Es tomar el coche en el aeropuerto, incorporarse al tráfico y quedar sumergido
en la maraña de vías que van y vienen, y hasta quedar atrapado en atascos, que
los hay como en todos sitios, con carteles de color verde por todos lados, que
indican salidas y rutas, en circulación reposada la mayoría de las veces, se
conduce sin prisa allá, se puede hasta disfrutar y no se pisa al compañero de
vía. Todo se confunde en la zona al sur de SF, me refiero a los límites
urbanos, no hay campo entre medias de los núcleos de población y comercio que
llenan el terreno surcado por avenidas y calles. Desde Sunnyvale a Santa Clara,
pasando por Cupertino y volviendo por Mountain View a San José, que es la
capital del Silicon Valley. Fundado como Pueblo de San José de Guadalupe, allá
por 1777, servía de lugar para plantaciones y ganaderías que abastecían a los
campamentos militares cercanos. Hoy, o más bien hace muchos años, el ganado
dejó paso a un negocio más floreciente y las grandes compañías de
microprocesadores y ordenadores del planeta tienen aquí sus cuarteles
generales. Al sol de California creció una industria que inventó el
microprocesador, aquello que tecnifica el mundo, presentes en tantos aparatos
que nos sorprenderíamos, algunos los manejamos ahora, otros nos manejan, nuestros
hijos y nosotros nos entretenemos,
todo
eso cambió el mundo y el valle, riqueza para muchos.
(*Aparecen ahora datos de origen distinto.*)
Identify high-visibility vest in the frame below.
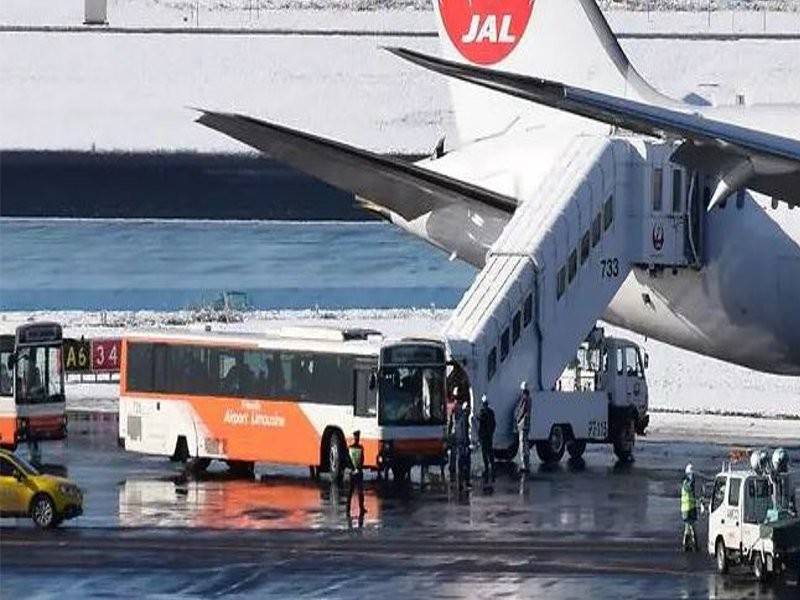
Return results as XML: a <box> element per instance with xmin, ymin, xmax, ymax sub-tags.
<box><xmin>681</xmin><ymin>479</ymin><xmax>696</xmax><ymax>513</ymax></box>
<box><xmin>349</xmin><ymin>445</ymin><xmax>364</xmax><ymax>470</ymax></box>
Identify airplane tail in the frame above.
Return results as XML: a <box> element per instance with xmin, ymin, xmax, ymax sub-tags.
<box><xmin>432</xmin><ymin>0</ymin><xmax>673</xmax><ymax>143</ymax></box>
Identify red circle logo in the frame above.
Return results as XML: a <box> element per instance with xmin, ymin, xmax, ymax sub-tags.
<box><xmin>439</xmin><ymin>0</ymin><xmax>535</xmax><ymax>65</ymax></box>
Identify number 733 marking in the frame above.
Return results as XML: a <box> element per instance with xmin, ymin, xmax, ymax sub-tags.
<box><xmin>600</xmin><ymin>258</ymin><xmax>620</xmax><ymax>279</ymax></box>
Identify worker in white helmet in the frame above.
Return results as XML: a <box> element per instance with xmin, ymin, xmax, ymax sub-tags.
<box><xmin>514</xmin><ymin>381</ymin><xmax>531</xmax><ymax>473</ymax></box>
<box><xmin>477</xmin><ymin>394</ymin><xmax>496</xmax><ymax>485</ymax></box>
<box><xmin>681</xmin><ymin>463</ymin><xmax>699</xmax><ymax>552</ymax></box>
Parece un contrasentido que en esta ciudad,
que fue la primera capital del estado de California, haya un guiño al pasado
tan remoto como el de los faraones, y que albergue el museo egipcio
Rosicrucian, de arquitectura inspirada en el templo de Amon. Fue fundado por
Harvey Spencer Lewis, pilar igualmente de la orden Rosicrucian de San Jose, u
orden Rosacruz, dedicada a la investigación, estudio y aplicación práctica
de enseñanzas espirituales, esotéricas y místicas. Lo místico en compañía del
pragmatismo que nos acompaña, signo de los tiempos, cambiantes y equívocos,
llenos a pesar de todo de supersticiones, como la que llevó a nuestra siguiente
protagonista a entregar su vida al temor de los espíritus. Sarah L.Winchester
casó en 1862 con el único hijo del creador de la empresa que fabricaba los
famosos rifles Winchester. Perdieron a su única hija en el 66 y el marido
falleció en el 81. Con el 50% de la compañía en su poder y convencida por un médium
de que la única posibilidad de apaciguar los espíritus de aquellos muertos
por el "rifle que conquistó el oeste" era construir una mansión, pero
sin parar, puso manos a la obra y pasó los últimos 38 años de su vida
enfrascada en una casa que nunca tenía fin, con turnos de trabajo que cubrían
las 24 horas, con excentricidades derivadas de esa obsesión, como las escaleras
que no llevan a ninguna parte o las puertas que se abren al vacío, o su empecinamiento
con el número 13, como las 13 palmeras del jardín, o las 13 veces que la señora
Winchester firmó su testamento. A su muerte la construcción paró por fin y ya
los espíritus no tuvieron a quién molestar. Llamada la Winchester Mistery
House hoy es una atracción turística en San José y alberga una de las mayores
colecciones de rifles de la costa oeste. Y para finalizar, recuerden que todo
empezó por el silicio, ese elemento químico que se representa en la tabla
periódica con la afirmación castellana universal.